A spatial weights matrix $\mathbf{W}$ is a square matrix, which often has nonnegative entries and its dimension is the total number of unique spatial units. Moreover, the diagonal elements of $\mathbf{W}$ are zeros because a spatial unit is not considered to be its own neighbor. Furthermore, the spatial weight $w_{ij}$ between locations $\mathbf{s}_{i}$ and $\mathbf{s}_{j}$ describes how much influence the spatial unit $\mathbf{s}_{j}$ has on $\mathbf{s}_{i}$. In practice, $\mathbf{W}$ is often row-normalized; thus $\mathbf{W}x_{1}$ can be interpreted as the spatially weighted average of $x_{1}$.

In the SLX model, missing spatial weights are not allowed unless the NORMALIZE option is specified, in which case missing spatial weights are replaced by zeros. In addition, missing values are not allowed for the variables (including both dependent and explanatory variables) in the primary data set (which is specified in the DATA= option in the PROC COUNTREG statement).

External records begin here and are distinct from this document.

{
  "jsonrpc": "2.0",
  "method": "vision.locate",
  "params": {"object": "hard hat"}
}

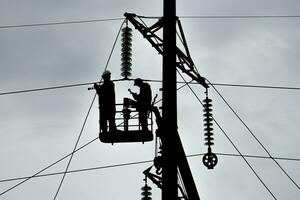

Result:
[102,70,111,77]
[134,78,143,85]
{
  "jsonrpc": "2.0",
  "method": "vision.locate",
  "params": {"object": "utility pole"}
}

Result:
[162,0,178,200]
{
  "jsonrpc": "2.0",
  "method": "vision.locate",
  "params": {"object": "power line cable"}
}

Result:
[0,152,300,183]
[206,79,300,190]
[0,18,124,29]
[0,138,98,196]
[177,70,277,200]
[53,20,125,200]
[53,94,96,200]
[0,19,124,196]
[0,15,300,29]
[0,79,300,96]
[179,15,300,19]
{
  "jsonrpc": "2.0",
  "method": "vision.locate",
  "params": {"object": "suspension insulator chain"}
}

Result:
[141,178,152,200]
[121,22,132,79]
[202,93,218,169]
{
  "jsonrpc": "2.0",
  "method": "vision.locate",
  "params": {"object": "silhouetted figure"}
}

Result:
[131,78,152,131]
[94,71,117,133]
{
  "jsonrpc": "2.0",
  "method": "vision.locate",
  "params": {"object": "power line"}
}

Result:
[53,20,125,200]
[0,153,300,183]
[179,15,300,19]
[0,18,124,29]
[0,79,300,96]
[0,15,300,29]
[53,94,96,200]
[0,138,98,196]
[177,70,277,200]
[206,79,300,190]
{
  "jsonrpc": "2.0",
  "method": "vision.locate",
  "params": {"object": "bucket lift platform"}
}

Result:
[99,98,153,144]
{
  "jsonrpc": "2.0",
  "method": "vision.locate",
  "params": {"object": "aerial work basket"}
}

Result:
[99,98,153,143]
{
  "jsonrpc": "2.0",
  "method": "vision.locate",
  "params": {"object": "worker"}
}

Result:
[94,70,117,133]
[131,78,152,131]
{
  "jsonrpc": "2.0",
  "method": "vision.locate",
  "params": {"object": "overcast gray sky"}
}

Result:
[0,0,300,200]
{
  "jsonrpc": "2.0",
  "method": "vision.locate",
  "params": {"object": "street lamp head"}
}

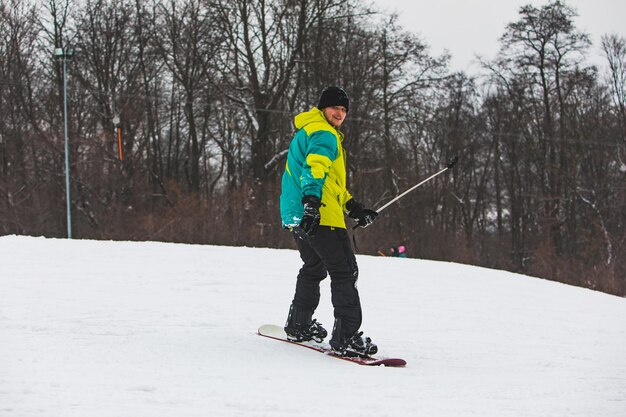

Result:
[54,47,76,59]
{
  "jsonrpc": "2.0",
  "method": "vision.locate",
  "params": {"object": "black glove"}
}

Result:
[300,195,322,236]
[346,198,378,227]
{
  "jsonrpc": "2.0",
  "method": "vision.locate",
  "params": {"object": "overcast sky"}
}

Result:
[373,0,626,72]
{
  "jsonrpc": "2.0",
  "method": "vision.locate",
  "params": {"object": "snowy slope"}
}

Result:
[0,236,626,417]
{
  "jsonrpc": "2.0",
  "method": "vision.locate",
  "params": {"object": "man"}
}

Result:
[280,86,378,356]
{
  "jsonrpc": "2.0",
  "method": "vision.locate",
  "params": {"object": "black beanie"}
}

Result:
[317,85,350,111]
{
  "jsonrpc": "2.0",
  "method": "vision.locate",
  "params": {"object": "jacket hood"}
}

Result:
[293,107,332,129]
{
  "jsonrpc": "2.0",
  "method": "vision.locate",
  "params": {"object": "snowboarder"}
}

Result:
[280,86,378,356]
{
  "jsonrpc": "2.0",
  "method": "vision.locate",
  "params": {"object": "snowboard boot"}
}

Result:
[285,304,328,343]
[330,319,378,358]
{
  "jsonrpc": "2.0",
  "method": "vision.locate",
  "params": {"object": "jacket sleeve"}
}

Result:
[300,131,338,198]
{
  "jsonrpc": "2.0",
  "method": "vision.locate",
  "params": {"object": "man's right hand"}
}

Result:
[300,195,322,236]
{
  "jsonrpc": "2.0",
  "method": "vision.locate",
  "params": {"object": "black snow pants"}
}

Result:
[293,226,362,337]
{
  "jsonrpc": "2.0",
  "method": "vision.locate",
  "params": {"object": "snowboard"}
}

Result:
[258,324,406,367]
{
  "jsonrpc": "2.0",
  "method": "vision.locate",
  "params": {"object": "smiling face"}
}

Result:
[322,106,347,129]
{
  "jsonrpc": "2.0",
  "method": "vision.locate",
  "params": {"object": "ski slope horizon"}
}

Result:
[0,236,626,417]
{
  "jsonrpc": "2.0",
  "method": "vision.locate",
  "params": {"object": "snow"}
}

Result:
[0,236,626,417]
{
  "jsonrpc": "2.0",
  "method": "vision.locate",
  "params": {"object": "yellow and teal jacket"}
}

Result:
[280,107,352,229]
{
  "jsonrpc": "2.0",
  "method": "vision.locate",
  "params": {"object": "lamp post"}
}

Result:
[54,48,74,239]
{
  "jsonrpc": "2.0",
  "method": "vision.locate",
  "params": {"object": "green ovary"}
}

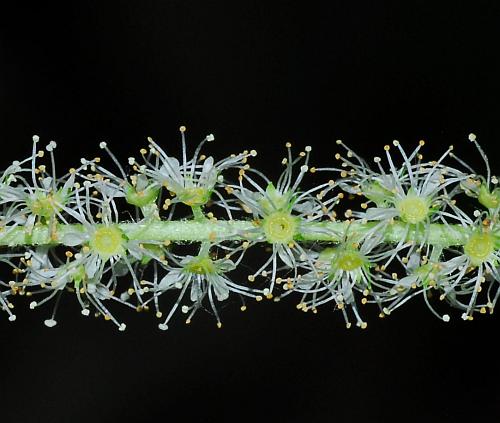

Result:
[125,185,160,207]
[184,256,217,275]
[319,246,367,274]
[262,211,298,244]
[464,232,495,266]
[89,226,125,260]
[28,191,66,219]
[478,184,500,209]
[176,187,211,207]
[396,195,430,224]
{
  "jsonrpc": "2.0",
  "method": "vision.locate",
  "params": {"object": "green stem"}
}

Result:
[0,218,472,247]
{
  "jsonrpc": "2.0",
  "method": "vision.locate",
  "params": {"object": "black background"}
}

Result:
[0,0,500,423]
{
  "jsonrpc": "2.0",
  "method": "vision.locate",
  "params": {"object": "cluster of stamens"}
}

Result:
[0,127,500,330]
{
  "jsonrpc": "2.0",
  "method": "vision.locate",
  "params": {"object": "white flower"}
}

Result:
[144,243,262,330]
[229,143,340,298]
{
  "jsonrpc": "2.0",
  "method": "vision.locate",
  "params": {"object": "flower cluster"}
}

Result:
[0,127,500,330]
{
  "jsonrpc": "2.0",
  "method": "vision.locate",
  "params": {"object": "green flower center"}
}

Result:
[27,191,66,219]
[89,226,125,260]
[125,185,160,207]
[478,184,500,209]
[184,256,217,275]
[259,183,294,214]
[176,187,211,207]
[332,250,365,272]
[396,195,430,224]
[262,211,299,244]
[464,232,495,266]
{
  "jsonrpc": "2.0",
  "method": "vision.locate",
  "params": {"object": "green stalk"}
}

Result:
[0,219,473,247]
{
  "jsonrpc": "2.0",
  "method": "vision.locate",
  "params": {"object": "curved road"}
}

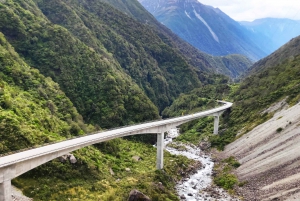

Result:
[0,101,232,201]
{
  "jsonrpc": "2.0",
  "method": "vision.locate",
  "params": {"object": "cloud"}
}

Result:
[198,0,300,21]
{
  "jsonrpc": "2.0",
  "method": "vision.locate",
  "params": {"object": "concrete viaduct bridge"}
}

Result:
[0,101,232,201]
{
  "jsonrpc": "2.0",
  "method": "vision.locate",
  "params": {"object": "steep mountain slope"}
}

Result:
[0,1,164,128]
[0,9,198,201]
[159,37,300,200]
[140,0,268,60]
[240,18,300,52]
[0,32,94,154]
[17,1,206,112]
[98,0,252,78]
[217,37,300,200]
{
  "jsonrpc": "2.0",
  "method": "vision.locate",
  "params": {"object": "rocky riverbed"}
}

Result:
[165,129,238,201]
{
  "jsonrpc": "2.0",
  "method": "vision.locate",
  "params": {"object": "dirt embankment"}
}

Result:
[222,103,300,201]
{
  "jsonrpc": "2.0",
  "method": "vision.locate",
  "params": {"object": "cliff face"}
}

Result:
[223,101,300,200]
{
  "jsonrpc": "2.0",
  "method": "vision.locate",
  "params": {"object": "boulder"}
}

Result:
[109,168,115,175]
[128,189,151,201]
[58,155,68,163]
[132,156,142,161]
[67,154,77,164]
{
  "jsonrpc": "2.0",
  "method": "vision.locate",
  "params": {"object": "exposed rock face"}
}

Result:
[132,156,142,161]
[58,154,77,164]
[68,154,77,164]
[128,189,151,201]
[223,103,300,201]
[109,168,115,175]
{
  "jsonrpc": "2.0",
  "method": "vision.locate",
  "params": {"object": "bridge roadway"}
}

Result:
[0,101,232,201]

The SPATIALEFFECTS , SPATIALZEROEFFECTS , and SPATIALDISPEFFECTS statements are used to include spatial effects in design matrices $\mathbf{X}_{2}$, $\mathbf{Z}_{2}$, and $\mathbf{G}_{2}$, respectively. Observations in the primary data set (specified in the DATA= option in the PROC COUNTREG statement) can be presented in different orders of spatial units than they are presented in the spatial weights data set (specified in the WMAT= option in the PROC COUNTREG statement). In this case, the SPATIALID statement enables you to use a spatial ID variable to associate the observations in the primary data set with those in the spatial weights data set. The SLX model is not supported for a panel data model.